For a long time, I've argued that government borrowing is due is large part to the corporate sector's financial surplus - its excess of retained profits over capital spending. However, today's GDP figures show that something else is also happening.
These show that the corporate sector's surplus has disappeared; in fact, in Q2, companies in aggregate ran a small deficit. However, although the declining corporate surplus has been accompanied by falling government borrowing, the latter is still large. Why?
Statistically speaking, the main counterpart to government borrowing is no longer corporate net lending but rather overseas net lending - or, to put it more familiarly, a current account deficit. It is foreigners' net saving, rather than companies', that is the counterpart of government dissaving.
Of course, "counterpart" does not tell us anything about causality. So, what is the direction of causality?

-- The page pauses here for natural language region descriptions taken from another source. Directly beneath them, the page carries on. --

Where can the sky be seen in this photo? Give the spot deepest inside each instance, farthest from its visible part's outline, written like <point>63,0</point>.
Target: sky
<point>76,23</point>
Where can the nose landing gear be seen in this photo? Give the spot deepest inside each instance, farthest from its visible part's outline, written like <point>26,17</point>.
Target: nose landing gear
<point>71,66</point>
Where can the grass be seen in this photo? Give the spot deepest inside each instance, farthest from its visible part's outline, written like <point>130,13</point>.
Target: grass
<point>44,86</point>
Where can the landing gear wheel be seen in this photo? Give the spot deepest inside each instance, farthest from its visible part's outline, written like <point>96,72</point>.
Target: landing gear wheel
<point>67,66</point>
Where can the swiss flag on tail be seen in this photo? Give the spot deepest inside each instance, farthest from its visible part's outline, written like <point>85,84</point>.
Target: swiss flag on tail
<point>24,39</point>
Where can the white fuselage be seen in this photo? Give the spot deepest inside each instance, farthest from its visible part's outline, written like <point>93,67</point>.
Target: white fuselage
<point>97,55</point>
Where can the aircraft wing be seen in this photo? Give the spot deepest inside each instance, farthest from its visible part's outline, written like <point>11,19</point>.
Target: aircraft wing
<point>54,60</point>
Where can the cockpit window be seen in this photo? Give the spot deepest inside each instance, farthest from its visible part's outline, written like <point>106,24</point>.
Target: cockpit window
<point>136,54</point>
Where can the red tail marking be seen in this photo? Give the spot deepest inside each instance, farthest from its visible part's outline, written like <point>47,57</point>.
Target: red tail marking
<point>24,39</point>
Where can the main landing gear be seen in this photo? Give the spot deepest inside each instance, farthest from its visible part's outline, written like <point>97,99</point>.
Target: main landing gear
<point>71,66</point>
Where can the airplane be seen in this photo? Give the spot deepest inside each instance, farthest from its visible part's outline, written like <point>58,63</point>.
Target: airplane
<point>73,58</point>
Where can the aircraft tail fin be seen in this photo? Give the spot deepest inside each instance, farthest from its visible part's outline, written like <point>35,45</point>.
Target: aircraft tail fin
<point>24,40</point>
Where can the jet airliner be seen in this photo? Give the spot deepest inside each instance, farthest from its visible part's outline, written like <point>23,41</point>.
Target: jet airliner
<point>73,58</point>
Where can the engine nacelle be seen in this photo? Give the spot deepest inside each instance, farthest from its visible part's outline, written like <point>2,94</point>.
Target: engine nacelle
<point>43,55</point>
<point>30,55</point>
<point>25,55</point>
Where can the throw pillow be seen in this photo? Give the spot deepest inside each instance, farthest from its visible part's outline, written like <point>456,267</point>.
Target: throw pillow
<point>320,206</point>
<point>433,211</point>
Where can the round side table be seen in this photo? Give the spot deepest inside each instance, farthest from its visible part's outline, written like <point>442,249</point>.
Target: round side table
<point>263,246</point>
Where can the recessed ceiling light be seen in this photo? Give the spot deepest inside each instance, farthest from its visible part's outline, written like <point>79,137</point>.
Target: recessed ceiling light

You could argue that our borrowing from overseas is caused by government borrowing. Maybe government borrowing has inflated demand which in turn has sucked in imports.
Now, whilst this has happened sometimes, it is not the case here and now. Several facts tell us as much: that UK real interest rates are negative; that there are 5.65m unemployed; that inflation is low; and that real GDP has grown only 2.9 per cent in the last six years.
Perhaps, therefore, the correlation goes the other way - it is foreigners' saving that is causing UK government borrowing. Weak demand overseas means weak UK exports which means a weak economy and tax revenues.
To put it another way, in the much of the world savings exceed domestic investment. This might be because of big oil revenues (the middle east);weak welfare states and capital markets (China) or being daft twats (the euro area). Whatever the causes, such net saving means - by definition - that someone somewhere must borrow. This someone is partly the US, but also the UK government. This explanation is consistent with the fact that UK government borrowing has been accompanied by negative real interest rates.
Which brings me to a puzzle. We British tend to blame foreigners for lots of things, from unemployment to the craptacularness of the England football team.Such blame is generally wrong. And yet when foreigners might be responsible for one of our problems (assuming the deficit to be such), nobody points this out.